Gold nears record high as some investors seek cover
This article was originally on a blog post platform and may be missing photos, graphics or links. See About archive blog posts.
Rather quietly, gold once again has been playing its classic role of a haven in times of rising uncertainty.
Near-term gold futures in New York jumped $11.70 to $1,180.10 an ounce on Friday, the metal’s highest level of 2010. The price now is within 3.2% of the all-time closing high of $1,217.40 reached on Dec. 3.
The SPDR Gold Trust exchange-traded fund, designed to track bullion’s market price, is up 7.5% year to date to $115.36 a share, beating the 7.1% return of the Standard & Poor’s 500 index (including dividends), after the S&P index lost 2.5% this week.

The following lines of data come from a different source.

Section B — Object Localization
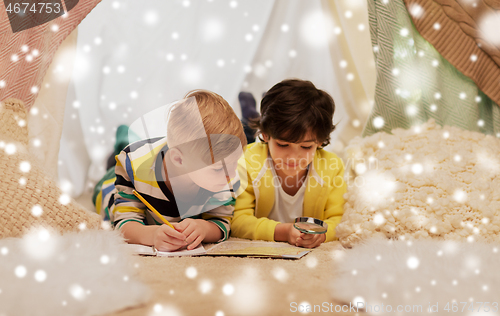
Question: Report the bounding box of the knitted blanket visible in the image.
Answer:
[405,0,500,104]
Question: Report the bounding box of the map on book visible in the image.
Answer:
[206,240,310,259]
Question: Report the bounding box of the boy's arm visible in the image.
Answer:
[231,180,279,241]
[201,202,234,242]
[110,151,146,231]
[324,158,347,242]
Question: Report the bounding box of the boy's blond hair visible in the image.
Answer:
[167,90,247,165]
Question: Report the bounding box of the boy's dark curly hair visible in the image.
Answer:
[249,79,335,147]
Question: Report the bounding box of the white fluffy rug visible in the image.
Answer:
[332,238,500,316]
[336,119,500,247]
[0,229,149,315]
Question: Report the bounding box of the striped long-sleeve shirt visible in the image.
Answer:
[96,138,239,241]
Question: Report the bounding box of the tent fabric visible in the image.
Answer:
[363,0,500,137]
[0,0,100,109]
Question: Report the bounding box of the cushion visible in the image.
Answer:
[336,119,500,247]
[0,99,101,238]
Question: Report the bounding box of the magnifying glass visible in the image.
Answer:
[293,217,328,234]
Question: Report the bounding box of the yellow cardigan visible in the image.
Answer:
[231,143,347,242]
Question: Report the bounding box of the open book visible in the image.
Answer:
[127,244,207,257]
[128,240,311,259]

Silver and platinum also have rallied sharply since early February, to $18.61 and $1,745 an ounce on Friday, respectively.
Some investors and traders clearly are turning to precious metals as a hedge against Europe’s government-debt crisis. Gold has gained 3.3% just in the last six trading sessions, after Greece formally requested the financial bailout offered by the rest of Europe and by the International Monetary Fund.
“Gold is 100% about Greece,†said Dan McMahon, head of institutional equity trading at brokerage Raymond James & Associates in New York.
Well, maybe not 100%. The growing damage to the reputation of Goldman Sachs Group, Wall Street’s preeminent investment bank, also may be driving some investors to seek a hedge against the possibility that Goldman’s woes could lead to a new chapter in the financial crisis that began in 2007.
Reports on Friday said Goldman has become the target of a criminal investigation by the Justice Department, driving the bank’s shares down 9.4% for the day -- and wiping out more than $8 billion of the firm’s market capitalization.
But as a buffer against calamity, gold hasn’t been foolproof since the Great Recession began. In the financial-system meltdown of September-to-November 2008 the price dived from $909 to $705 over seven weeks as investors sold anything they could to raise cash.
More recently, when worries about a spreading crisis of confidence in European sovereign debt flared in early February, gold’s fans would have expected the metal to rally. Instead, even as the euro and other currencies tumbled, gold suffered its biggest one-day drop in more than a year, losing $49, or 4.4%, to $1,062.40 an ounce on Feb. 4.
Once again, that was a trading session in which investors were in the mood to sell almost everything -- except gold’s arch-rival, the dollar.
For many investors, the great appeal of gold remains its potential to protect against the risk of paper currencies being debased by the easy-money policies of governments and central banks.
The metal also has been a great friend to buy-and-hold investors over the last decade: Gold’s price has risen every calendar year since 2001 (when it closed at $279 an ounce), a track record few other investments have matched.